TAMPA, FL – Capt. Clint Roberts makes his living cutting accident victims out of hideously mangled vehicles, but even he could hardly believe it when two people in a 2007 mid-size car survived a head-on crash with a full-sized pickup last year. The Ford Fusion’s reinforced steel construction probably saved the lives of the 18-year-old driver and his 16-year-old passenger. But Roberts said it gave his Hillsborough County Fire Rescue crew fits as they tried to free them last November, according to the Associated Press and Yahoo News.

 

Because hydraulic cutters couldn’t shear the roof posts, rescue workers had to turn to heavy-duty electric saws, replacing blade after blade as they dulled on the rugged material.

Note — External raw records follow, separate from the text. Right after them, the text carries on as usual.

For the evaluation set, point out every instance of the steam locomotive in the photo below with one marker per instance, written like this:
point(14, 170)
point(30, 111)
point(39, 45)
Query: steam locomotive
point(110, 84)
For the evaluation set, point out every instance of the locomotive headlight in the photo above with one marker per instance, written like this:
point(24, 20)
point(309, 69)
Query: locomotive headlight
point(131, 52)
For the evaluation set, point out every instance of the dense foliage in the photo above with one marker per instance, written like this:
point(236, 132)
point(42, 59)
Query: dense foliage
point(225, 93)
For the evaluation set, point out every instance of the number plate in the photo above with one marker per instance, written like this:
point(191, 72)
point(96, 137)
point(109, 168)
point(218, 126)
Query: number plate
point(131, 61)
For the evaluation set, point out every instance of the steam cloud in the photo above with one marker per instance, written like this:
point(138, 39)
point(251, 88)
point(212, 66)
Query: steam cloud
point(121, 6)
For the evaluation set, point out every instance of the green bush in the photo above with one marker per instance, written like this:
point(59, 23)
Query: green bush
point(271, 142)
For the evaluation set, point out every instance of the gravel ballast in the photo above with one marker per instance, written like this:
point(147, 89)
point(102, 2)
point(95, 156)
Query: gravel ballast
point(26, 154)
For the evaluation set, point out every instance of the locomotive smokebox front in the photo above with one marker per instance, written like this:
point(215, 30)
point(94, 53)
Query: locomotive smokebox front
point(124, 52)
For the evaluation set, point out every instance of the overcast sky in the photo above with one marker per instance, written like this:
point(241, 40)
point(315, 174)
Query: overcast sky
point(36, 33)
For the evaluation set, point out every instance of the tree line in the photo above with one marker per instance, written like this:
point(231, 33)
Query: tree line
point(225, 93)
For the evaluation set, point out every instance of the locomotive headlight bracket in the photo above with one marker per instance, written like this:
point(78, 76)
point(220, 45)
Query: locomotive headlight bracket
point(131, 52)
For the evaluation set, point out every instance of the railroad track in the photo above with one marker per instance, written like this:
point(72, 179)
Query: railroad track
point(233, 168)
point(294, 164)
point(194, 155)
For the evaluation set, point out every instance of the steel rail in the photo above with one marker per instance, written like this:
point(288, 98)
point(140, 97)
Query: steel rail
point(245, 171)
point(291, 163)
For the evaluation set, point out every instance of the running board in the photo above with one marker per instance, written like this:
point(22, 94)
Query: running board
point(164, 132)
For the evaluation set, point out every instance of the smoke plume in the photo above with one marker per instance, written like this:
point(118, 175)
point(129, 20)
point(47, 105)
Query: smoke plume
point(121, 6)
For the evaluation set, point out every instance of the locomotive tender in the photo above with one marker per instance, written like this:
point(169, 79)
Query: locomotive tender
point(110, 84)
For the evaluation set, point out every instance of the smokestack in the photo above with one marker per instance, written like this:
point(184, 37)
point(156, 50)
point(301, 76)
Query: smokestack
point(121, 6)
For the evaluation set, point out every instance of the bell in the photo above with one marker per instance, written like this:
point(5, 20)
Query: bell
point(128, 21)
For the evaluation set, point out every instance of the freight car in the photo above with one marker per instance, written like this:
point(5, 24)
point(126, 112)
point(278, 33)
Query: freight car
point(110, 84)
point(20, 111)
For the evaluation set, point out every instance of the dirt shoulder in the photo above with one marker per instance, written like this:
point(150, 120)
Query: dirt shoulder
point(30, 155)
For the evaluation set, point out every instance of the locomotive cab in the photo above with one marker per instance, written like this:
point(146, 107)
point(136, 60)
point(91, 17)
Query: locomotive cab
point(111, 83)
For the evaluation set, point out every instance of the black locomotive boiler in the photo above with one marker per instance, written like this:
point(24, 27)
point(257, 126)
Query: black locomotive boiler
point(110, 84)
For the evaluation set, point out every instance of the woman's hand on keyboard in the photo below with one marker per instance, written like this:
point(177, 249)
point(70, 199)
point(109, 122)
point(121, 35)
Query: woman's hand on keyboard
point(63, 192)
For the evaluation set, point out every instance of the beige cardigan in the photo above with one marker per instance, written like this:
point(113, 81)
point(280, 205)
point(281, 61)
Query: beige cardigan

Today’s cars save lives by cocooning motorists in reinforced alloys, impact-absorbing crumple zones, and as many as a dozen air bags. But in interviews with the Associated Press, rescue officials and experts from around the United States said the new technology is also hindering extrication of injured people, increasingly forcing crews to work deeper into the critical “golden hour” between accident and treatment by emergency room doctors. On many 2005 and later cars, an extrication that once took 10 or 15 minutes can now take twice that or longer.

 

To catch up, counties and cities are spending tens of thousands of dollars — if they can afford it — to buy more powerful equipment that can cut through newer cars’ reinforced steel and the lighter, tougher exotic metals used in roofs, posts, and doors.

Later this year, the nonprofit group COMCARE Emergency Response Alliance, with cooperation from automakers, is introducing a single Web site that will offer schematics and safety specs for most cars on the road. Rescue workers could flip open a laptop computer on the way to a crash scene to find out about the construction of the car, placement of air bag canisters, and other details.